Toplumda bir infial durumu olması ve yarının ne olacağı hakkındaki belirsizlikler büyük bir gerilim yaratır. Bu gerginlik ise direkt olarak saldırganlık ve şiddete doğru evrilir. Yaşamda kalabilmek için en önemli dürtülerden biri saldırganlıktır (Saz, 2015, s.140). Ayrıca bu durum kalıtımsal olarak içgüdüsel davranış halini almıştır. Genelde çocuklar spor yapmayı sürdürmeleri yönünde desteklenmelidir, çünkü çocukların günlük yaşantılarının bir parçası olarak spor yapmaya gereksinimleri vardır. Fiziksel etkinlik olmazsa çoğu, okul ödevlerine yoğunlaşmada güçlük çeker. Aslında çalışmalar, etkin çocukların daha başarılı olmaya eğilimli olduklarını göstermiştir (Ziyagil ve arkadaşları, 2012, s.4).

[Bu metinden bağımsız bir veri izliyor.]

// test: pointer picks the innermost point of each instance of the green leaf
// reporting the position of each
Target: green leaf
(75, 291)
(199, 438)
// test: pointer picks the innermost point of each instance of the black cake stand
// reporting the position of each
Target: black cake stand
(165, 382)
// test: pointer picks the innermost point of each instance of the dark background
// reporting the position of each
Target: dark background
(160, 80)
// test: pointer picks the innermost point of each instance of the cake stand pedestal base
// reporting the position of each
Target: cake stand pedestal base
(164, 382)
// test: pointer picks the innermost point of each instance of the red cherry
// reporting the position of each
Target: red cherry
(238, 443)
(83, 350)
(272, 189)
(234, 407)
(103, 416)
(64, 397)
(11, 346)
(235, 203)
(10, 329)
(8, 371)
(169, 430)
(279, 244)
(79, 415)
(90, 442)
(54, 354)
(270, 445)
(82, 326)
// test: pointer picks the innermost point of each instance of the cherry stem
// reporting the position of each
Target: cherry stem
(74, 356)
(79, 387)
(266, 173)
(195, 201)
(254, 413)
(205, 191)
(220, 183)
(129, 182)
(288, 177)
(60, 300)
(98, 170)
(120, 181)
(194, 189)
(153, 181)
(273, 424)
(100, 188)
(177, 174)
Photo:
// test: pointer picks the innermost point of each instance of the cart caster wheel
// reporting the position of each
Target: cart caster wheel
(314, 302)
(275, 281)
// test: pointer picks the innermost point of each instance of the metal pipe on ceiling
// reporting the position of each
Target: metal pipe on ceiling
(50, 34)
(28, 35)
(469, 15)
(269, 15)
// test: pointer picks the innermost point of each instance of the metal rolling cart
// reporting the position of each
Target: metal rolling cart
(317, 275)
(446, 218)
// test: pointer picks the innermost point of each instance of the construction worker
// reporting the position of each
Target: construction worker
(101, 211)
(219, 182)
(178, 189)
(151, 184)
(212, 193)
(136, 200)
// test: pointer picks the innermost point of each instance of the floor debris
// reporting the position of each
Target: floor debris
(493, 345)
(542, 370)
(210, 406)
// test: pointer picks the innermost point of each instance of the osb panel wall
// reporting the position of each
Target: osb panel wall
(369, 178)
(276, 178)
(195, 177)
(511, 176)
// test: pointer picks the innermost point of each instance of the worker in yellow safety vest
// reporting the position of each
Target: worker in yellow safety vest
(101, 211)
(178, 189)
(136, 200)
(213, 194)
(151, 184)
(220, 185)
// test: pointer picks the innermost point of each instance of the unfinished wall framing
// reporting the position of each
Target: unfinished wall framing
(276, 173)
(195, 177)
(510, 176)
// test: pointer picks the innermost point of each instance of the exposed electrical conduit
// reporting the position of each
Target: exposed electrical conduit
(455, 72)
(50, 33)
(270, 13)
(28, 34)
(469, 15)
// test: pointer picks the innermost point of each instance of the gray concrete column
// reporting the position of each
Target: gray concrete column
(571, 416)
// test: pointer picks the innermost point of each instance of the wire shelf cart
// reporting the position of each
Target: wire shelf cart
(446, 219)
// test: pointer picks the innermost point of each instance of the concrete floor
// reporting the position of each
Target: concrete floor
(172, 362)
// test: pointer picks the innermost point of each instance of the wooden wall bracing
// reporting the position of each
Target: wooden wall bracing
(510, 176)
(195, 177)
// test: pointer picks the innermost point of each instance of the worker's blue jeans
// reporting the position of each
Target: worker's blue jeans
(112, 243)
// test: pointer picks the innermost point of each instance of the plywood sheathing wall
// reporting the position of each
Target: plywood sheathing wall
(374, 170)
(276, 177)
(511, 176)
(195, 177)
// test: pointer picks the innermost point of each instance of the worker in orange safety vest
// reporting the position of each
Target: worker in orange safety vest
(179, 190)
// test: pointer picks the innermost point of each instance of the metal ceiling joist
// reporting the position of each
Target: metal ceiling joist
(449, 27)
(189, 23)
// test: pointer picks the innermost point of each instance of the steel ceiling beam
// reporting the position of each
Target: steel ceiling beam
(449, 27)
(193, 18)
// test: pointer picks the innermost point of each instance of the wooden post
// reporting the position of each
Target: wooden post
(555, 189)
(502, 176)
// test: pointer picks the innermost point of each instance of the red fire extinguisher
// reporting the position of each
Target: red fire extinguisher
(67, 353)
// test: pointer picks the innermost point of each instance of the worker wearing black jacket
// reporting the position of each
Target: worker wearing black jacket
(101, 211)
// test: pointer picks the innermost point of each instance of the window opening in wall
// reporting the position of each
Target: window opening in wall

Quebec adlı araştırma şirketi saldırganlık konusunda büyük verileri ortaya koymuştur. Çalışma altı yıldan fazla sürmüştür. Çalışmaya göre; haftalık olarak beş saatinden fazlasını bedensel aktivitelere ayıran çocukların eğitimsel notları, yapmayan

çocuklara oranla daha yüksektir (Bahadır ve Erdoğan, 2016, s.34). Günlük bedensel aktivitelere katılan çocukların derslere daha fazla hazır geldiğini Kanada Öncelikler birliği belirtir. Bu çocuklar yaşıtlarıyla daha iyi vakit geçirmekte, paylaşma olgusunu bilmekte ve sınıf içinde daha etkin rol izleyerek saldırganlık tutumlarının seviyesini düşürmektedir (Çelik, Zengin ve Baş, 2017, s.22).

Günümüzde sosyo-ekonomik ve göç sebebiyle, küreselleşme gibi nedenlerle toplumlarda davranış kalıplarında, kabul edilebilir örneklerde, kargaşa ve kaybolma meydana gelebilir. Böyle bir toplumda yaşayan genç veya kişi, kendisini boşlukta hisseder, uygun olan ile olmayanı ayırt edemez. Böyle bir kişinin geleceğe güveni yoktur, mutsuzdur, endişelidir, kaygılıdır, korku içindedir, kin duymaktadır (Kuru ve Var, 2009, s.142).

Patlamaya hazır bomba gibi bir kişilik yapısı söz konusudur. Böyle bir kişilik kolaylıkla alt kültürlere kayabilir. Alt kültürün özelliği, kendine özgü kuralları olmasıdır. Bazı alt kültürlerde saldırgan davranış ve şiddet eylemi özendirilir ve onaylanır. Artık çağımızda spor sadece yarışma düzenlenmek adı altında yapılmamaktadır (Mayda, 2019, s.9). Spor branşlarıyla uğraşmak sadece kişinin bedensel sağlığını korumak için yaptığı bir etkinlik değildir. Spor hem kişinin beden sağlığını geliştirmekte, değiştirmekte hem de psikolojik algılarını kuvvetlendirmektedir. Topluma entegre olmasını daha hızlı sağlamaktadır. Modern çağdaki gelişmiş toplumlar artık bedensel ve beyinsel sağlığı korumak için insanları spor etkinliği yapmaya davet etmektedir (Saz, 2015, s.141).

Artık günümüzde spora yönelik büyük bir ilgi artışı vardır. Bu artıştaki en büyük etken biyolojik dengelemeyi sağlamaktır. Sporla uğraşan bireyler, sporla uğraşmayan bireylere göre bedensel ve ruhsal kapasitelerinde zenginlik sağlamaktadır. İki grup arasında büyük farklılıklar vardır (Afyon ve arkadaşları, 2005, s.165). İnsanların fiziksel yapısının gelişmesi ve kas kütlesinin kuvvetlenmesi önemlidir. Bunu yaparken psikolojik sağlığını da kuvvetlendirir. Günümüzdeki en büyük ihtiyaç fiziksel kuvvetin artırımıdır. Spor bunu sağlayabilecek olan yegâne araçtır. Bu ihtiyaçların karşılanması ise elzem ve gereklidir (Ziyagil ve arkadaşları, 2012, s.4).

Spor gerekli zeminler oluştuğunda tıp bilimine de yardımcı bir dal olarak görevini yapmaktadır. Bireylerin kişilik, fiziksel ve psikolojik gelişim tedavilerinde spor etkin kullanılan bir araçtır. Spor, şartlar uygun olduğunda, koruyucu hekimliğin yanı

sıra tedavi edici tabipliğin de bir aracı olabilmekte, kişilerin fiziksel ve ruhsal sağlığının düzeltilmesinde çok önemli bir rol oynamaktadır. Spor yapan kişi oldukça atılgan olmakta ve diğer sosyal konularda da etkin rol almaktadır (Bahadır ve Erdoğan, 2016, s.34).